If you don't have a GPU setup, and haven't installed the docker-nvidia-container, remove the runtime: nvidia entry from the docker-compose.yml file, and change the BASE_IMAGE to tensorflow/tensorflow:latest-jupyter. Now try running the build and you should see Docker setting everything for you.

SDumont Supercomputer

The job submitted to the executing queue must set the right environment.

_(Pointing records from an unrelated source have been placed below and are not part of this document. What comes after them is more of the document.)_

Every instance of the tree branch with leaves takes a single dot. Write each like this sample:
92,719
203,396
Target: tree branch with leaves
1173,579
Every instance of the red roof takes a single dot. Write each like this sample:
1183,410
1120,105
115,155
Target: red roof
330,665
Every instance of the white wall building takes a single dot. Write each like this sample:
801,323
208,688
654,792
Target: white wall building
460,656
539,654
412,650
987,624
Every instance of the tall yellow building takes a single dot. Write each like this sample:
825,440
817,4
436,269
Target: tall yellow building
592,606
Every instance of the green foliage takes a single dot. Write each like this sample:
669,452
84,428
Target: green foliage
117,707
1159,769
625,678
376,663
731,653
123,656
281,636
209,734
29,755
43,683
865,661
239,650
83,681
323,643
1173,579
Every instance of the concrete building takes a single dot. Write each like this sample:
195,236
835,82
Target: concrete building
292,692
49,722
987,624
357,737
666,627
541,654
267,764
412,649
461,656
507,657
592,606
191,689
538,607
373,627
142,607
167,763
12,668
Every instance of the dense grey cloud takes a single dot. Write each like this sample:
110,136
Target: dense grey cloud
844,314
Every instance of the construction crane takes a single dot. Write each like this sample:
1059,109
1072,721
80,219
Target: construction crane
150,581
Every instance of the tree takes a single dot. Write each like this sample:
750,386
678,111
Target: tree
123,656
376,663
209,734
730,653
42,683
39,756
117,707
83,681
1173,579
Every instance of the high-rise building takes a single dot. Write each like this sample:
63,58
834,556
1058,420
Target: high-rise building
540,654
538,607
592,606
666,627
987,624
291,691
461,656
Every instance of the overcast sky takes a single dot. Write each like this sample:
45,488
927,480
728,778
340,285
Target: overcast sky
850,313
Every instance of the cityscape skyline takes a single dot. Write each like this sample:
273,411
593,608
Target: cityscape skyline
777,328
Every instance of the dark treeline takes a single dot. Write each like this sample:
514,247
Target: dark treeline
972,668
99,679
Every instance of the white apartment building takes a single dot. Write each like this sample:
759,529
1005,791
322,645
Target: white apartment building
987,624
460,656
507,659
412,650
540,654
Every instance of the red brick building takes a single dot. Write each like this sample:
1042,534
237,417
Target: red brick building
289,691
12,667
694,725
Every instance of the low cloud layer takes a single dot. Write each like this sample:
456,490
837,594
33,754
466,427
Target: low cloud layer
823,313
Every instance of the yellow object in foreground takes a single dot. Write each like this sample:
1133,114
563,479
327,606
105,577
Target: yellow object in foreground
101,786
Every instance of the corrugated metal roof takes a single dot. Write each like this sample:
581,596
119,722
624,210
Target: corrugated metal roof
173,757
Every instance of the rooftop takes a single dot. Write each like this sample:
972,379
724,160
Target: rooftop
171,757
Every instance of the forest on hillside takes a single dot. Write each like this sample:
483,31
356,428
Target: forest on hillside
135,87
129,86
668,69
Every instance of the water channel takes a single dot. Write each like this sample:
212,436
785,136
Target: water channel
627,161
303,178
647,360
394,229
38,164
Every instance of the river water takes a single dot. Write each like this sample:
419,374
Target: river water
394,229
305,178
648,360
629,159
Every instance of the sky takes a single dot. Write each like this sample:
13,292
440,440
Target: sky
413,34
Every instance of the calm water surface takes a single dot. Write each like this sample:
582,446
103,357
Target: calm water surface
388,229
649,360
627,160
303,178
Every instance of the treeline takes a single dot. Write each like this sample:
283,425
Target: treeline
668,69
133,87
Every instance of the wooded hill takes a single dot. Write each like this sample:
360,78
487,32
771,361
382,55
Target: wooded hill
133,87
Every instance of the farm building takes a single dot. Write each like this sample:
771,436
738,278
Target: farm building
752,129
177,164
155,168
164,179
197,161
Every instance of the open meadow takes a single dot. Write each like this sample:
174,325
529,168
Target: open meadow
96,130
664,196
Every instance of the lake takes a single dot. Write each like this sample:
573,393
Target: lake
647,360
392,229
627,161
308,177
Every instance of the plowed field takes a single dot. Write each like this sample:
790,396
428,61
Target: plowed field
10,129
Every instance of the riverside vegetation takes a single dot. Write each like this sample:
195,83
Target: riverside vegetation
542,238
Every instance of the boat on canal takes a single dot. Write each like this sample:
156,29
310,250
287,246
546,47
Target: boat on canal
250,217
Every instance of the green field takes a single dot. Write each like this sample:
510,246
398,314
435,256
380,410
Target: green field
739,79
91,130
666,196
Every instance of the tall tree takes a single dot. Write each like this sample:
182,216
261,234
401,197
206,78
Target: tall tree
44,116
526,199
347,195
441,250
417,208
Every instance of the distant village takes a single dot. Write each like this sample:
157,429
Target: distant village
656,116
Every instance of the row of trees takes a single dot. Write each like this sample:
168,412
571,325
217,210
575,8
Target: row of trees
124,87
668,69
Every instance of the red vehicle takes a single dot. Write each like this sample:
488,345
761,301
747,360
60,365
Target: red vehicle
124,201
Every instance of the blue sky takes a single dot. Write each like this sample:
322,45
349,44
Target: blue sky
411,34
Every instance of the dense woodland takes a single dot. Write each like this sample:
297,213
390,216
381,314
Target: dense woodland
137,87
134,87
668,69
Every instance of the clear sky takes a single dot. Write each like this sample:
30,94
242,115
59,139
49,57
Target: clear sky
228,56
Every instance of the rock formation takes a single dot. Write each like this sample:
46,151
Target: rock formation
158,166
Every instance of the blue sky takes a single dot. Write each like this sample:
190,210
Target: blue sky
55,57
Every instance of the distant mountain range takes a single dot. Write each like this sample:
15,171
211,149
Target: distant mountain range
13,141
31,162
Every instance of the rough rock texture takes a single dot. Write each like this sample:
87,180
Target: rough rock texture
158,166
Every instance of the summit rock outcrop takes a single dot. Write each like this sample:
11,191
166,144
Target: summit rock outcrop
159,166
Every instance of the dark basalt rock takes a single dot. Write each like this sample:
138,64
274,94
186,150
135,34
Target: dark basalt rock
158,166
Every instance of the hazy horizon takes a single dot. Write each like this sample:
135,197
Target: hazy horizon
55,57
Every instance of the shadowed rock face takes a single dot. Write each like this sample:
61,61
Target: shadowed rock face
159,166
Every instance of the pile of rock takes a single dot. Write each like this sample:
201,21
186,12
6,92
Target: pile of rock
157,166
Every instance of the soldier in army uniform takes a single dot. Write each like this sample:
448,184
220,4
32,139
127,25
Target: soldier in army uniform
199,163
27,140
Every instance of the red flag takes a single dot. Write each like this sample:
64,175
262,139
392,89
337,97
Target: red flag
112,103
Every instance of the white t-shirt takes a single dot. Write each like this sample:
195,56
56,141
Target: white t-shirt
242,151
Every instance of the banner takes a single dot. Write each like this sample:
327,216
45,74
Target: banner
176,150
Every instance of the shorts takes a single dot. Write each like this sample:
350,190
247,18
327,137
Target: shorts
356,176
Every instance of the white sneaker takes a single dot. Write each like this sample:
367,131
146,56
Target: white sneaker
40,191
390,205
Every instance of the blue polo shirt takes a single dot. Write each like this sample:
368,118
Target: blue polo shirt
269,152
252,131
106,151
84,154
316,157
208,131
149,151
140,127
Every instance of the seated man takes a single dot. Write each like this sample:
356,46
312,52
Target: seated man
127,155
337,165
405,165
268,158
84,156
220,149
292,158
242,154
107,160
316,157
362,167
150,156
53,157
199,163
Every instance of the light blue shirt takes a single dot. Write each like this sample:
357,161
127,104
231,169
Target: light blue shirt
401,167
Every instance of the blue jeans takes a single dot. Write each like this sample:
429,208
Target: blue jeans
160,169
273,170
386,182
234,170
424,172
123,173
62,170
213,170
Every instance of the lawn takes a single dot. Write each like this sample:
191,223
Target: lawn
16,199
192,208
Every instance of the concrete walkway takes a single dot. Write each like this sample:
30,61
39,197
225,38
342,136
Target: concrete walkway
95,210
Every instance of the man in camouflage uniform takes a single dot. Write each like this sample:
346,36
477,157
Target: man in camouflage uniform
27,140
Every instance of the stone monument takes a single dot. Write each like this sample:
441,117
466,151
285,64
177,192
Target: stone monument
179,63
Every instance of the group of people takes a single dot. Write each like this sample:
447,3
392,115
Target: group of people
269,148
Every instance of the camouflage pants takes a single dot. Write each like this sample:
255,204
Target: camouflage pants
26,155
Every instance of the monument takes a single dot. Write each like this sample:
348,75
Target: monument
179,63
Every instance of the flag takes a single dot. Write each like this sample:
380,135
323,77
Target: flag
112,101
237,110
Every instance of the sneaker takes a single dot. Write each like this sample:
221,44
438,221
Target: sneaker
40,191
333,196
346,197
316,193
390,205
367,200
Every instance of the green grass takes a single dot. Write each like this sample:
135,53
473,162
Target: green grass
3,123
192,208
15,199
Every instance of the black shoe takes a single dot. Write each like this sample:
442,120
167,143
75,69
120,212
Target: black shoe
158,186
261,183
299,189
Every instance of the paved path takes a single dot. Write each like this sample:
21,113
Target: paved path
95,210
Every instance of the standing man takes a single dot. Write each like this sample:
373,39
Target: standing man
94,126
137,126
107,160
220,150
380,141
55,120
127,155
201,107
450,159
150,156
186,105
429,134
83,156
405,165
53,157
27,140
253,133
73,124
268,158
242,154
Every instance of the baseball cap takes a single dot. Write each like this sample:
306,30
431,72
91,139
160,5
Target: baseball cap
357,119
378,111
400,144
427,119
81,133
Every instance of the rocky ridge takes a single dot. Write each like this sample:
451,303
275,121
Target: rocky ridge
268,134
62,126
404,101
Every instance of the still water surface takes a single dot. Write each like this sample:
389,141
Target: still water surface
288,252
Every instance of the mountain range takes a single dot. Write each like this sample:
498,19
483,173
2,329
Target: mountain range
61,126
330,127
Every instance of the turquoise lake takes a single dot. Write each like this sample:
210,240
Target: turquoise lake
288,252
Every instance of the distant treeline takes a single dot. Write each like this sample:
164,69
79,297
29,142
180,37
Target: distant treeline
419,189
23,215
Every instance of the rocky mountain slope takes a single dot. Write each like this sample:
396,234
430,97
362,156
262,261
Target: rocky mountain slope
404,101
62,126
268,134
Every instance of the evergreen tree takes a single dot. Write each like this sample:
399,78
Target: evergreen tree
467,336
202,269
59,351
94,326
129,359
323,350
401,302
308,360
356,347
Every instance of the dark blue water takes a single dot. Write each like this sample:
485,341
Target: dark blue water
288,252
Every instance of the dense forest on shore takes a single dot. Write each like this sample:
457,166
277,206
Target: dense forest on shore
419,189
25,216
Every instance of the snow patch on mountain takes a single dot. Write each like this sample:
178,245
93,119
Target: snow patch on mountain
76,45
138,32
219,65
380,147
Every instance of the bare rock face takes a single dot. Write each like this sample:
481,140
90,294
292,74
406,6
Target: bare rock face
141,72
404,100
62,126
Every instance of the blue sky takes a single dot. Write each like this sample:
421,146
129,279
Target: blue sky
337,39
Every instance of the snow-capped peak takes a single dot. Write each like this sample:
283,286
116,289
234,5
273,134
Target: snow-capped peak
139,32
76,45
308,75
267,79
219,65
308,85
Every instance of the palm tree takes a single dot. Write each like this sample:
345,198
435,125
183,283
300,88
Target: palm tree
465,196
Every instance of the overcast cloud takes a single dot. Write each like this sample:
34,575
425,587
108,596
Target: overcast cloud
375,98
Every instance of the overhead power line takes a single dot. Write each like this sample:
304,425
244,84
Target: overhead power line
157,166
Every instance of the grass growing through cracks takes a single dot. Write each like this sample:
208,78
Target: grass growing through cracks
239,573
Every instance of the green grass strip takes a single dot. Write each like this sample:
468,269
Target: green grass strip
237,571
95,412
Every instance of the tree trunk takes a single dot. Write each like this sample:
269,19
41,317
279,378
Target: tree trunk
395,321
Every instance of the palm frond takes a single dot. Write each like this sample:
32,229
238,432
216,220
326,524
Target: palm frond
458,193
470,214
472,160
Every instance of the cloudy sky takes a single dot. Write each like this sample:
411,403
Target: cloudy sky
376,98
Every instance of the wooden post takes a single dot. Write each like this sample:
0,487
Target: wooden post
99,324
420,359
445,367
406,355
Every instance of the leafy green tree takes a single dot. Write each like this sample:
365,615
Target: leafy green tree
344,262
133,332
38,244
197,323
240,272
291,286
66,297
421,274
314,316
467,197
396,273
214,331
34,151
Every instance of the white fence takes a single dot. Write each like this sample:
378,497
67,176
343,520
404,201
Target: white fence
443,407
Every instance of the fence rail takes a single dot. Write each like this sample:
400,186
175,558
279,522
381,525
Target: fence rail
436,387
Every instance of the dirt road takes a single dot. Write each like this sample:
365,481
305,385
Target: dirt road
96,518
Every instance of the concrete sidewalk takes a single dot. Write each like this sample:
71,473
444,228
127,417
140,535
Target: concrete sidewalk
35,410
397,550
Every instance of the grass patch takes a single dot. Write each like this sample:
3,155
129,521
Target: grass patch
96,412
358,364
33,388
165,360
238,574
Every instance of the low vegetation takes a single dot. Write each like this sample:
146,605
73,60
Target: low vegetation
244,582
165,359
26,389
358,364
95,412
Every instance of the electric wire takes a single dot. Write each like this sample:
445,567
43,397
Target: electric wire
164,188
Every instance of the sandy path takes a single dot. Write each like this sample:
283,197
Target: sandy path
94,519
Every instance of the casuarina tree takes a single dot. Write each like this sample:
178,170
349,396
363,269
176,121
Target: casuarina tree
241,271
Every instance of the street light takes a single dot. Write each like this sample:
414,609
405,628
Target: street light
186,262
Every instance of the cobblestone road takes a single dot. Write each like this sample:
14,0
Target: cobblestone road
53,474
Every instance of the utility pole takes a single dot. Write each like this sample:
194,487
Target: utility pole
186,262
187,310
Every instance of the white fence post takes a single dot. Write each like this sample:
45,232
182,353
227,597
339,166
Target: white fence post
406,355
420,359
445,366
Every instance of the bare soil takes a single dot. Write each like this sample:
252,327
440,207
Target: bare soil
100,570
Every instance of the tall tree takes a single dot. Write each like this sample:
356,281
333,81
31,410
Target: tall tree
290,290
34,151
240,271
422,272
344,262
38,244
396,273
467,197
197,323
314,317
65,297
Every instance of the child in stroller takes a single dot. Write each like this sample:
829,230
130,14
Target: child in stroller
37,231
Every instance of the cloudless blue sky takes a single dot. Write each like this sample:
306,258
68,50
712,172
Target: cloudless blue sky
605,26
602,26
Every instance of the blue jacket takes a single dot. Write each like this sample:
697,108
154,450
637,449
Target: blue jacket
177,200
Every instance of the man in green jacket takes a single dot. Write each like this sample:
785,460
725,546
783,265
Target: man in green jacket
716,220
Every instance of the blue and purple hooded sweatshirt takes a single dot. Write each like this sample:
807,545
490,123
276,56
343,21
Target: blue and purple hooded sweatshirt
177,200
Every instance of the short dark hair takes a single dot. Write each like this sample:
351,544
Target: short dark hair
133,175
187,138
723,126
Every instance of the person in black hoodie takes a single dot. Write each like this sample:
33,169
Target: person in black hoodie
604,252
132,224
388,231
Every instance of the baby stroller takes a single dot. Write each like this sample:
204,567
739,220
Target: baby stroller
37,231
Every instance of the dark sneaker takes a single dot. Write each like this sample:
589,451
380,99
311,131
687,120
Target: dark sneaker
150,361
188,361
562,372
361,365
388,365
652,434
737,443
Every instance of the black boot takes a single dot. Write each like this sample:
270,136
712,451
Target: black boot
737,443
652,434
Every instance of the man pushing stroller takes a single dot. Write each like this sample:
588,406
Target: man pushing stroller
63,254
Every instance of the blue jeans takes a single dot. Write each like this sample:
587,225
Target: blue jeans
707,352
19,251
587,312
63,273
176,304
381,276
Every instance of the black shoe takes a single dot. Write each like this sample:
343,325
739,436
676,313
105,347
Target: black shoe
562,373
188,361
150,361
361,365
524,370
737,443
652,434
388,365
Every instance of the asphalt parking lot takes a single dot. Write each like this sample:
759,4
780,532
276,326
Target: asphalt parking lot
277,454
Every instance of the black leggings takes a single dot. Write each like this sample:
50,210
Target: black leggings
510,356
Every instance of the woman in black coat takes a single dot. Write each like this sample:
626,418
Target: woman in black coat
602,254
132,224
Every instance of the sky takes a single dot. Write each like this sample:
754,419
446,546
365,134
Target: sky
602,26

For example, your job script can be:

#!/bin/bash
#...

nodeset -e $SLURM_JOB_NODELIST
module load gcc/7.4 python/3.9.1 cudnn/8.2_cuda-11.1

pip3.9 install -r requirements.txt

python ...

Running

Local

SOURCE=experiments/train_and_finetune.py
LOGS=./logs/classification/cifar10/train.rn50.noaug

python $SOURCE                                            \
  config/classification/train_and_finetune.yml            \
  config/classification/datasets/cifar10.yml              \
  setup.paths.ckpt=$LOGS/backup                           \
  -F $LOGS

Docker

The simplest way to run an experiment is to start the container and run the python interpreter inside the container, which can be achieved by prepending the previous run command with docker-compose exec tf-experiment. For example:

source config/docker/.env

SOURCE=experiments/train_and_finetune.py
LOGS=./logs/classification/cifar10/train.rn50.noaug


docker-compose exec $SERVICE                                  \
  python -X pycache_prefix=$PYTHONPYCACHEPREFIX $SOURCE with  \
  config/classification/train_and_finetune.yml                \
  setup.paths.ckpt=$LOGS/backup                               \
  -F $LOGS

You can add new mixins to modify components used in the experiment by simply appending them to the command:

EXPERIMENT=voc12-noaug
EXPERIMENT_TAGS="['voc12', 'rn50']"

docker-compose exec $SERVICE                                  \
  python -X pycache_prefix=$PYTHONPYCACHEPREFIX $SOURCE with  \
  config/classification/train_and_finetune.yml                \
  config/classification/datasets/voc12.yml                    \
  config/augmentation/randaug.yml                             \
  config/logging/wandb.train.yml                              \
  setup.paths.ckpt=$LOGS/backup                               \
  setup.paths.wandb_dir=$LOGS                                 \
  setup.wandb.name=$EXPERIMENT                                \
  setup.wandb.tags="$EXPERIMENT_TAGS"                         \
  -F $LOGS

Check the runners at runners/docker for examples on how to run experiments in the docker environment.

SDumont

Check the runners at runners/sdumont for examples on how to run experiments on the LNCC Santos Dumont Super Computer.